'Green Day step down from the soap box and onto the dancefloor'
michael baggs
10:22 24th September 2012

History has seen some pretty awesome trilogies: Bowie in Berlin, The Godfather, Lord of the Rings, Back to the Future etc. Have Green Day brought us the next one with ¡Uno!, ¡Dos! And ¡Tré!? Let’s jump into Pop Punk at Middle-Age pt 1.

Driven by the simple and immediate garage-rock of ‘Kerplunk’ and ‘1,039 Smoothed Out Slappy Hours’ but lifted by the anthemic stadium-sized ambitions of later work, ‘Uno’ is a fresh blast of energy from a band who were starting to seem a little tired.

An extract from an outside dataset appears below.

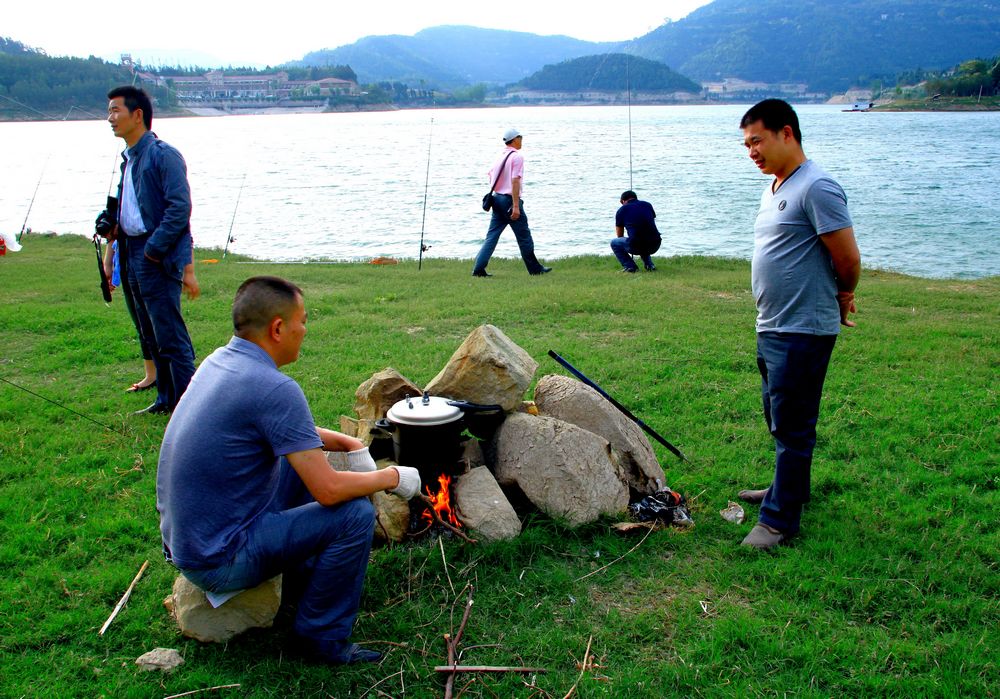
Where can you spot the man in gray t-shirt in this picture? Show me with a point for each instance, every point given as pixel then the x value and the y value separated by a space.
pixel 806 265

While ‘21st Century Breakdown’ was stale, stagnant and bloated, Uno sees the daddies of pop punk trimming the fat and returning with a short, sharp hit of adrenaline and howling hedonism.

They hit the ground sprinting with a rush of classic Green Day in opener ‘Nuclear Family’. Rather than some grand statement or think-piece, Uno feels like an album written to be played live. The dynamics and choral anthemics of ‘Carpe Diem’ are there to please arenas the world over, and ‘Troublemaker’ is the sound of Iggy Pop backed by The Hives – the perfect formula for a pogo-frenzy.

It’s pretty diverse too. ‘Kill The DJ’ is an addictively angular Franz Ferdinand-esque lesson in dance rock while 'Fell For You' has the toe-tapping pop sensibility of early Beatles.

Sadly, the pace is far from relentless. ‘Let Yourself Go’ bares a cookie-cutter resemblance to ‘Maria’ from ‘International Superhits’ and lunch-hour exercises ‘Loss of Control’, ‘Angel Blue’ and ‘Rusty James’ feel more than a little lazy.

The moments of filler beg the question of whether Green Day have hidden one perfect album amid a misjudged trilogy or if the best is simply yet to come.

Packed with tales of sex, drugs and rock n’ roll, Uno is Green Day stepping down from the soap box and onto the dancefloor. It’s nothing new, but it’s not a mid-life- crisis record. They’re not trying to right any wrongs now – they’re just here for a good time.